I was thinking the scope might include news acquisition (creation!?) and not just publishing.
That wasn't part of these exchanges, but yes we produce the tools for that in house.

The Grid is a good example of what's been produced in house, and it's actually open source (and I think being used by the BBC?) https://github.com/guardian/grid

Huh, interesting idea... I guess such a thing could be quite interesting for some short form updates (i.e. live from a conference). You'd probably want that to go through some kind of editor right? I just assumed it would be a news-reader/viewer.
We do indeed have what essentially is a text-editor with Guardian specific features developed in house.

It's used for all of our content, but specifically what you're referring to are liveblogs, where a journalist can write short content and append it to the existing article.

Here's an example of such an article https://www.theguardian.com/world/live/2020/apr/23/coronavir...

Cross company is awesome but even better would be cross team within the same company. No single thing could do more to break us v. them thinking and silos than this imo
We have an infra rotation program, where application and service programmers can spend a quarter or two working under product infrastructure on whatever their infra passion is. It’s great to see somebody’s passion for a big change boil for a year or two, and then they rotate in and are given the authority to make that change.
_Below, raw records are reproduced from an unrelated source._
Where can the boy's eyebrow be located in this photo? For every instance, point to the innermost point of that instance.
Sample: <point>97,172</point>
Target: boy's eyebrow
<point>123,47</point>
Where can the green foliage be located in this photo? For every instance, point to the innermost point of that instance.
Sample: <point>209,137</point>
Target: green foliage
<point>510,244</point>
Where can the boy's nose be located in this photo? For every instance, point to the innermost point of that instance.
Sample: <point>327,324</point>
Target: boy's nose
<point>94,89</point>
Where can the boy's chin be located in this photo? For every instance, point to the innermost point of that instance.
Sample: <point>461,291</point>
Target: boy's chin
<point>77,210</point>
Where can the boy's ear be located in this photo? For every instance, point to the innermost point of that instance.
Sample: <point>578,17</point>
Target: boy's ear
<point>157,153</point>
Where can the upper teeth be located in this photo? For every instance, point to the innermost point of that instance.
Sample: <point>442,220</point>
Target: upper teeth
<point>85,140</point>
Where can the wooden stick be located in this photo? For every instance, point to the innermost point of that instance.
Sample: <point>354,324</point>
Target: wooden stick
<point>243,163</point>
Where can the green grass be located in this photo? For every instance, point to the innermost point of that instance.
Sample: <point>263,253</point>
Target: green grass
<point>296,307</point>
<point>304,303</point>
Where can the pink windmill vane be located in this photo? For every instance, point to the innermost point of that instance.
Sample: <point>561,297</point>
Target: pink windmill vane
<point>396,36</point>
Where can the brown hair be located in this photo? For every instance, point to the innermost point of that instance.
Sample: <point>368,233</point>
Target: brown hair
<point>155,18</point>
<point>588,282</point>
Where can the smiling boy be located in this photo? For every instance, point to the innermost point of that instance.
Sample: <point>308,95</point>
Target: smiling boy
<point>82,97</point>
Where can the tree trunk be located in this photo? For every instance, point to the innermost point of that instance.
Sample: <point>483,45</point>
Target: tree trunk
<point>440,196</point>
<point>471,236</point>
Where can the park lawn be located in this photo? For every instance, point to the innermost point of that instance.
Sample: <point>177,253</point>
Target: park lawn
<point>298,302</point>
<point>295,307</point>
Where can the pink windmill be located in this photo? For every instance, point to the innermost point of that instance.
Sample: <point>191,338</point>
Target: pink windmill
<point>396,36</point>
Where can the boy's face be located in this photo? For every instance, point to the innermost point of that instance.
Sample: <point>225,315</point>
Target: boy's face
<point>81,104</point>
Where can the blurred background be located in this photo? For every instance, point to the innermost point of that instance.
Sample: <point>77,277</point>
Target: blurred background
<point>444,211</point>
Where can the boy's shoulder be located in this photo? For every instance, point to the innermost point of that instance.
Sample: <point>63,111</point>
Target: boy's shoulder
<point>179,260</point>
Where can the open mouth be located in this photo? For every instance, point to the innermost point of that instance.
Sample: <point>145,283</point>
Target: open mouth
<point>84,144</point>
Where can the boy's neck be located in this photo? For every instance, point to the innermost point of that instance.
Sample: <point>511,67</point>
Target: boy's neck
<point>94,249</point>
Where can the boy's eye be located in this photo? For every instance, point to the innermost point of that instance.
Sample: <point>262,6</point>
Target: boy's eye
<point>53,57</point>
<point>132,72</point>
That being said, I’d love to see people rotate between application and service teams. Some applications and services are years ahead of others in terms of their maturity and scaling problems/solutions, so there’s a lot of tacit knowledge to be spread. We have a monorepo so self-starters can read code and commit messages, but a formal program would really help accelerate and democratize the knowledge spreading.

Yeah my former company would have benefit a ton from something like this. I guess it takes a culture to make this a thing. Instead we just built abstractions around the “other” team’s product so that we didn’t have to deal with their bugs or tech debt.